Rivolta alla caserma Serena di Casier, il capo torna in aula: «Con voi non parlo, rispondo solo a Dio»

Sabato 30 Marzo 2024 di Maria Elena Pattaro
CASIER RIVOLTA DENTRO CASERMA SERENA ED INTERVENTO FORZE ARMATE

CASIER (TREVISO) - «Io non rispondo a voi, ma solo a Dio». Così gridava agli agenti della Digos intervenuti con gli scudi all’ex caserma Serena per fermare l’aggressione al personale sanitario e la sua furia distruttrice. In mano aveva due spranghe di ferro, con cui minacciava i poliziotti. Era il 1° agosto del 2020, l’hub era in quarantena visto l’alto numero di contagi da Covid, e Amadou Toure aveva appena spaccato computer e suppellettili, tenendo sotto scacco un medico e un’infermiera in servizio nell’ambulatorio. Meno di due mesi prima il gambiano era stato uno dei sobillatori della violenta rivolta dell’11 e 12 giugno.

Ieri mattina per lo straniero, già condannato per la rivolta, è iniziato un altro processo. Stavolta lo straniero (difeso dall’avvocato Barnaba Battistella) è finito alla sbarra con l’accusa di resistenza aggravata e danneggiamento aggravato.

L’ASSALTO

I fatti contestati risalgono, appunto, al 1° agosto del 2020. Secondo l’accusa il giovane africano, insofferente alle misure anticontagio, avrebbe spaccato un computer fisso, un portatile e un vaso di vetro. Medico e infermiera, spaventati, avevano chiesto l’intervento delle forze della Digos. Ieri in aula è stato sentito l’allora capo dell’ufficio di polizia Alessandro Tolloso, che ha ripercorso quei momenti concitati.

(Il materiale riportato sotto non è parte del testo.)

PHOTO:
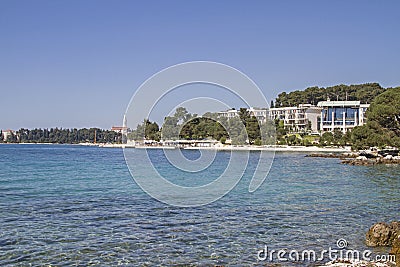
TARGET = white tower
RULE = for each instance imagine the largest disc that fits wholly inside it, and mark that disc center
(124, 130)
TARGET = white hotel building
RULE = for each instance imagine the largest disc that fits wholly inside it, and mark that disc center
(342, 115)
(327, 116)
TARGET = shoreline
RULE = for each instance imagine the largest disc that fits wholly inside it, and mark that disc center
(218, 148)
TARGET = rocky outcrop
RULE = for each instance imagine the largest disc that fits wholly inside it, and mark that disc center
(396, 248)
(382, 234)
(364, 161)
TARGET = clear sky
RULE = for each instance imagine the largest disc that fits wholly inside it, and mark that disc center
(78, 63)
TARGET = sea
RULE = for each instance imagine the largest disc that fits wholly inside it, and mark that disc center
(71, 205)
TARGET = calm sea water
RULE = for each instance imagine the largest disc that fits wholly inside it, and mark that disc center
(69, 205)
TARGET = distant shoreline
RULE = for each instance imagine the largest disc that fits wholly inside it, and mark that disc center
(217, 148)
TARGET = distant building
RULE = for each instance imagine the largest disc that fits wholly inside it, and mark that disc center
(342, 115)
(298, 119)
(326, 116)
(231, 113)
(118, 129)
(7, 133)
(260, 113)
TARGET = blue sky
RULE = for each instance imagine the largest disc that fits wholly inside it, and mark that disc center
(78, 63)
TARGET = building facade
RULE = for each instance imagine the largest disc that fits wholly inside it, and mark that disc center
(341, 115)
(302, 118)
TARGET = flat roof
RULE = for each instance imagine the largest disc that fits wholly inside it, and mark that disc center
(338, 103)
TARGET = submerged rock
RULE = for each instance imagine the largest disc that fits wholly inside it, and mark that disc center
(396, 248)
(381, 234)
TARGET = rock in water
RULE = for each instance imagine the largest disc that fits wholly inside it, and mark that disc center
(396, 248)
(380, 234)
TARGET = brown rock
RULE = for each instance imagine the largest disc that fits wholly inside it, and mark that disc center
(396, 249)
(380, 234)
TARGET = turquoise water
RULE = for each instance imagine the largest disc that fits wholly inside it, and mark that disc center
(66, 205)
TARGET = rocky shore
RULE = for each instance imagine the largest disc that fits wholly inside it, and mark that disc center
(363, 158)
(380, 234)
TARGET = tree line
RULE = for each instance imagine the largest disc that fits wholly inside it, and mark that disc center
(241, 130)
(365, 93)
(63, 136)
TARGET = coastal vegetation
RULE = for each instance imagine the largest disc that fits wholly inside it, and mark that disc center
(383, 125)
(183, 125)
(64, 136)
(381, 130)
(365, 93)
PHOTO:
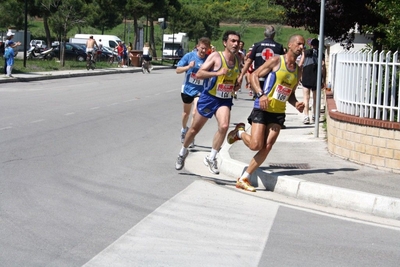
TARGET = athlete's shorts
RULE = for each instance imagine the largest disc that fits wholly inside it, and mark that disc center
(310, 87)
(207, 104)
(187, 99)
(265, 117)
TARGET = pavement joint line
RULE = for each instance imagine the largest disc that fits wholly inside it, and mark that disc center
(327, 195)
(320, 194)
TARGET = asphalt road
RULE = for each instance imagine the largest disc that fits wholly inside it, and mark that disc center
(87, 178)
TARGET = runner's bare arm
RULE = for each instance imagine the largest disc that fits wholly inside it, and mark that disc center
(211, 68)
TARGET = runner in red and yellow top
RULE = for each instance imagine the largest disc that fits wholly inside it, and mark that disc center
(281, 75)
(220, 71)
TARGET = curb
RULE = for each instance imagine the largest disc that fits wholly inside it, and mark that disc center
(326, 195)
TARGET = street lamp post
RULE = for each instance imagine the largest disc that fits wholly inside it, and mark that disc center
(25, 31)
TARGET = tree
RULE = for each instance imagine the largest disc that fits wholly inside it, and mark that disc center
(197, 23)
(105, 14)
(340, 16)
(11, 15)
(387, 29)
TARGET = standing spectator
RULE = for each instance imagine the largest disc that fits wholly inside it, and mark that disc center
(9, 53)
(268, 115)
(310, 77)
(147, 54)
(192, 86)
(99, 50)
(130, 47)
(90, 46)
(221, 71)
(124, 55)
(120, 51)
(178, 55)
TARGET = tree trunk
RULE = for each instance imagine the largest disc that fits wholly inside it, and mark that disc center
(152, 39)
(47, 30)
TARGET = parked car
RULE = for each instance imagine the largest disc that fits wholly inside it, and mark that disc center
(106, 52)
(72, 52)
(38, 43)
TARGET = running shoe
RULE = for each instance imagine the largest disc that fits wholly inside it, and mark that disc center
(245, 185)
(232, 135)
(183, 134)
(212, 165)
(180, 161)
(192, 144)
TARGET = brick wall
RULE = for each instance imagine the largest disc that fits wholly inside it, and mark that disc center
(366, 141)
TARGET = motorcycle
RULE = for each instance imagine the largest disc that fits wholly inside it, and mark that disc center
(39, 53)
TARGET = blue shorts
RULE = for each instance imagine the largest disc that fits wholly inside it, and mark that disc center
(207, 104)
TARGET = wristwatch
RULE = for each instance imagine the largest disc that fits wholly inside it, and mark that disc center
(259, 94)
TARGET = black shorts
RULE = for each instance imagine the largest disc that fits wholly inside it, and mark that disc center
(264, 117)
(187, 99)
(311, 87)
(147, 57)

Il dirigente ha riferito che gli agenti avevano cercato di instaurare un dialogo. Ma lui aveva replicato secco: «Io non rispondo a voi ma solo a Dio». «Mezz’ora dopo abbiamo fatto irruzione con il Reparto Mobile in assetto antisommossa - ha spiegato Tolloso -. L’infermiera piangeva e il medico era visibilmente scosso». Il migrante invece si stava allontanando, salvo poi ripresentarsi armato di due spranghe di metallo, con cui ha poi minacciato gli operatori. La Digos a quel punto lo aveva accerchiato e disarmato. Il processo è stato aggiornato al 13 dicembre prossimo.

I DISORDINI

Toure è già stato condannato in primo grado per la rivolta dell’11 e 12 giugno del 2020 insieme ad altri due migranti. Un quarto presunto sobillatore, invece, Chaka Ouattara, 23enne del Mali, si era invece suicidato pochi mesi dopo la sommossa in carcere a Verona. A Toure i giudici hanno inflitto due anni di carcere, pena sospesa. Una condanna mite rispetto alle accuse, pesantissime che andavano dal saccheggio alla devastazione fino al sequestro di persona e alla resistenza a pubblico ufficiale. Sulla carta rischiavano ipoteticamente 15 anni di carcere. Invece la sentenza dei giudici del Collegio aveva ribaltato radicalmente l’accusa, riconoscendo i tre colpevoli soltanto di alcuni parziali sequestri di persona. E così se la sono cavata con pene lievi: un anno e 8 mesi a Mohamed Traore e Abdourahmane Signate; 2 a Traore. La miccia che innescò la rivolta fu la positività di un operatore pachistano della Nova Facility, la società che gestisce la Serena, che aveva così costretto gli oltre 300 richiedenti asilo a rimanere all’interno dell’hub. Una decina di immigrati bloccarono con una catena il cancello d’ingresso della struttura, impedendo alle forze dell’ordine di entrare. Poi si scatenarono devastando le suppellettili di stanze e camerate. All’interno c’era anche il personale sanitario dell’Usl 2, costretto a rifugiarsi nella guardiola e poi liberato dalle forze dell’ordine in assetto antisommossa.